Art museum in Jerusalem

Al Ma’mal Foundation for Contemporary Art is a non-profit arts organization founded in 1998 in the Old City of Jerusalem, Palestine. Its programming includes contemporary art exhibitions, live music, an artist residency program, and workshops.

== History ==
Al Ma’mal is situated in the former Kassissieh Tile Factory; Ma’mal means “factory” in Arabic. In 1900, the Kassissieh family established a tile factory in the Old City. The factory produced patterned floor tiles commonly found in Palestinian homes. Eventually, the factory became one of the main tile factories in Palestine. It was active until the mid-1970s, when the Jerusalem Municipality withdrew licenses from all factories operating inside the Old City.

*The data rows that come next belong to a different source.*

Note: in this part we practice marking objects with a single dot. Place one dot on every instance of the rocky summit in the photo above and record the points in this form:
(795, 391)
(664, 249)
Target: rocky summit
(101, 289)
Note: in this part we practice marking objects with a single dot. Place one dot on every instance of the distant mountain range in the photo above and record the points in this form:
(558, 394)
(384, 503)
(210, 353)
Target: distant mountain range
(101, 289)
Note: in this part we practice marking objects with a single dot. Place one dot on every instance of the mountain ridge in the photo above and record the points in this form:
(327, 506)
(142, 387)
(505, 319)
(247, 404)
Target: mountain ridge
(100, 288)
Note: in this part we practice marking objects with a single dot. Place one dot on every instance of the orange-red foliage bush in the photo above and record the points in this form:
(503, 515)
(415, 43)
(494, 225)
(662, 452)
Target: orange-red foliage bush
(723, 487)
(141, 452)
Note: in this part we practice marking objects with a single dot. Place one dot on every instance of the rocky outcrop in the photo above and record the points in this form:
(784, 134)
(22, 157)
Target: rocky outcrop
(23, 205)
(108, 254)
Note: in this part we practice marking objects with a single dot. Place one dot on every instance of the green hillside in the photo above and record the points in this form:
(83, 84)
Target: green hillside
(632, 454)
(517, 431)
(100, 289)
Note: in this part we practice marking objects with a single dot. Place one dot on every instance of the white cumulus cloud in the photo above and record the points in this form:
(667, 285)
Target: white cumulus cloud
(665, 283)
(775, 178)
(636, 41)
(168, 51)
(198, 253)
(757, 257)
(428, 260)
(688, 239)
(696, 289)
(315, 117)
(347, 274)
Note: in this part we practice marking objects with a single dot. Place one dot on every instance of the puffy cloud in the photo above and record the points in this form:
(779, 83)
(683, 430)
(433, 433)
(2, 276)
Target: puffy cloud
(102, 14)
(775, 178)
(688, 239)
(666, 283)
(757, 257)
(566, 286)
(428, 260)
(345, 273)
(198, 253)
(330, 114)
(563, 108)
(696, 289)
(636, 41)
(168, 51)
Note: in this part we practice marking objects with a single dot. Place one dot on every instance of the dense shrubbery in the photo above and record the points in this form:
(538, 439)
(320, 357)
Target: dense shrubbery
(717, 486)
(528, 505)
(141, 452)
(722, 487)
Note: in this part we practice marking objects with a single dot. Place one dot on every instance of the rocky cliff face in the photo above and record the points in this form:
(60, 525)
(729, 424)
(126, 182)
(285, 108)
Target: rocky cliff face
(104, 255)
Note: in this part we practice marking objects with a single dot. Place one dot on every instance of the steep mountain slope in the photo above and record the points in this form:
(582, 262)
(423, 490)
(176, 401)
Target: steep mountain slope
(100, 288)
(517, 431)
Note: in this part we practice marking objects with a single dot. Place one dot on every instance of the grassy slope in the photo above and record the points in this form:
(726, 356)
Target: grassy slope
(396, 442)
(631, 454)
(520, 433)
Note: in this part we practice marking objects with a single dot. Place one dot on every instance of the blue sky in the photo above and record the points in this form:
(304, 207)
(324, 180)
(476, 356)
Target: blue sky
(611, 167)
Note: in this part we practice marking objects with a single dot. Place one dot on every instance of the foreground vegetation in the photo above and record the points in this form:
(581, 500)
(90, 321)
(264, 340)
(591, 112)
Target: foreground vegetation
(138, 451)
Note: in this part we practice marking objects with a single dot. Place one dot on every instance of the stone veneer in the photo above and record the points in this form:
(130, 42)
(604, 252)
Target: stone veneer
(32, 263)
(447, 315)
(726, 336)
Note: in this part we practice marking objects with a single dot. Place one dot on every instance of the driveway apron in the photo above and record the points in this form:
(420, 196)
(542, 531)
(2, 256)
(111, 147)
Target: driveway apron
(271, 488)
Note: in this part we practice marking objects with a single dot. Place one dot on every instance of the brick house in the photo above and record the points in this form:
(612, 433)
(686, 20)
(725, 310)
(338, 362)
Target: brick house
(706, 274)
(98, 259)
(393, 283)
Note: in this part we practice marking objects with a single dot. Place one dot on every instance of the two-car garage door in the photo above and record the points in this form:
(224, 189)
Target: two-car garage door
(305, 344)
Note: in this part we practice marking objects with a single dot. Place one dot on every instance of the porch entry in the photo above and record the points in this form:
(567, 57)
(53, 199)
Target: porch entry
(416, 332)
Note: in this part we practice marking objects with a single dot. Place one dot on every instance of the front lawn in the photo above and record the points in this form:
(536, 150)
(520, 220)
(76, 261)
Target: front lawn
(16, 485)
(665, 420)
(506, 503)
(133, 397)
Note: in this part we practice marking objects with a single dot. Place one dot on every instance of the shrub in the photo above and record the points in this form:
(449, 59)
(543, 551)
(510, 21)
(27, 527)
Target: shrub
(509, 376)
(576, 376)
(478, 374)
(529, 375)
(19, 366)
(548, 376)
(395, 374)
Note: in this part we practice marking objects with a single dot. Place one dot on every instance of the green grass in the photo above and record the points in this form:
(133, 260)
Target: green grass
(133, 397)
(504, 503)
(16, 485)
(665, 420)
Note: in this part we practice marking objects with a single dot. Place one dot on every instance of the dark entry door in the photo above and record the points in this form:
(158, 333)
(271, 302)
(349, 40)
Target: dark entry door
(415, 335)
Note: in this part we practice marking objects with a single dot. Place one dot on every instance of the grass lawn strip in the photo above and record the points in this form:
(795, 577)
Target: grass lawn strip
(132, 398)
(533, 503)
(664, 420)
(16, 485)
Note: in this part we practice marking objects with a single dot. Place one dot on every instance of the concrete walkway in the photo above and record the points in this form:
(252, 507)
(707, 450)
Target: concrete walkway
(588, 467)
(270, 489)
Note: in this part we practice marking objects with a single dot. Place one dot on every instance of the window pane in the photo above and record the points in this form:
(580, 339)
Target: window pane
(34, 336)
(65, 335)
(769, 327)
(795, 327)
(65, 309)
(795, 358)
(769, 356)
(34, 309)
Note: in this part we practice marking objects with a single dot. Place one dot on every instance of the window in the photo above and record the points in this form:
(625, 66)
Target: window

In 1992, artist and curator Jack Persekian founded the Gallery Anadiel in the Old City, as the first independent gallery in the Palestinian territories under Israeli occupation, with a focus on contemporary Palestinian artists. By the mid-1990s, a group of artists and activists decided to initiate a contemporary art foundation in Jerusalem. The planning began at Gallery Anadiel, where Issa Kassissieh proposed renovating the tile factory building and turning it into the headquarters for the new art foundation. After an agreement with the Kassisseh family was reached, the Al Ma’mal Foundation was officially founded in 1998.

In 2013, the foundation moved into the former tile factory.

== Exhibitions ==
Al Ma’mal has been described as "the nucleus for the latest Palestinian art revival in East Jerusalem."

Al Ma’mal hosts exhibitions by both Palestinian and international artists, including Tarek Al-Ghoussein, Johny Andonia, Alice Creischer, Nicola Saig, Suzan Hijab, Noor Abuarafeh, Benji Boyadgian, Mohammad S. Khalil, Inas Halabi, Fazel Sheikh, Beatrice Catanzaro, Bruno Fret, Paul Devens, Tanya Habjouqa, Emily Jacir, and others.

== Programs ==
Al Ma’mal hosts an artist residency program. For the artist-in-residence program, local and international artists live in East Jerusalem and develop, produce and present new work, while participating in a cultural exchange with the city.

Al Ma’mal biannually presents The Jerusalem Show, an event consisting of exhibitions, performances, workshops, talks, film screenings, and guided tours in the Old City. The Show is part of Qalandiya International, a biennial celebration of Palestinian art and culture organized in partnership with other Palestinian institutions.